Estamos siendo víctimas de nuestra ancestral soberbia, que en las últimas décadas se ha disparado hasta el punto de considerarnos la “sociedad del conocimiento”. Somos tan ignorantes que aún no sabemos que disponer de mucha información no comporta acceder de manera automática al conocimiento. Nuestra sociedad se ha convencido a sí misma de que los avances científicos y tecnológicos hacen desaparecer los riesgos inherentes a la actividad humana. Con planteamientos tan sobrados de soberbia como los del “transhumanismo” de Silicon Valley.
Se alimenta entre la ciudadanía el espejismo de las certezas absolutas, lo que, ante la falta de soluciones, propicia la desconfianza y la desafección social. Este es en estos momentos, junto al gran aumento de las desigualdades sociales, uno de los principales riesgos democráticos.
Podemos luchar, aunque con los límites impuestos por nuestros limitados conocimientos científicos, contra las consecuencias sanitarias del coronavirus. Podemos intentar minimizar los efectos económicos de la pandemia. Pero estamos absolutamente indefensos con relación a la soberbia que comporta exigir certezas por encima de nuestras posibilidades.
Me parece detectar que esta actitud está en el origen y alimenta la desesperación de los sectores de la ciudadanía más afectados por la crisis. En la medida que la crisis se cronifica y no se divisa el final del túnel, el desconcierto, la perplejidad, la indignación se está convirtiendo en ira social. Si se afirma desde la política y se nos explica por los medios de comunicación que existen certezas para combatir los efectos del SARS–CoV–2 y para reactivar la economía. Si se nos hace creer que existen soluciones ciertas, pero que quienes las tienen en sus manos no las adoptan, se da cobijo a todas las teorías conspiranoicas y se alimenta la rabia social.
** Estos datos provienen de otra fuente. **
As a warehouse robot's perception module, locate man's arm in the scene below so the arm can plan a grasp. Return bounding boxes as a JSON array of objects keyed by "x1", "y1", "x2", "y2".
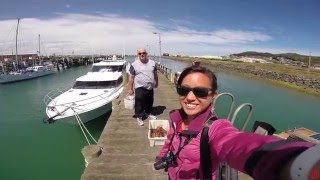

Cuanto más soberbios somos al negar nuestros límites más riesgos asumimos, cuantas más certezas creemos estar en condiciones del asegurar, más frágiles somos.
Nuestra vulnerabilidad es alimentada por la “internacional nihilista”, una amalgama de grupos e intereses que en sus relatos eluden las causas profundas y preexistentes de esta crisis pandémica y su complejidad. Y han puesto en marcha la estrategia política del caos, de la destrucción por la destrucción como mecanismo de control social. No deberíamos contribuir a ello exigiendo certezas por encima de nuestras posibilidades.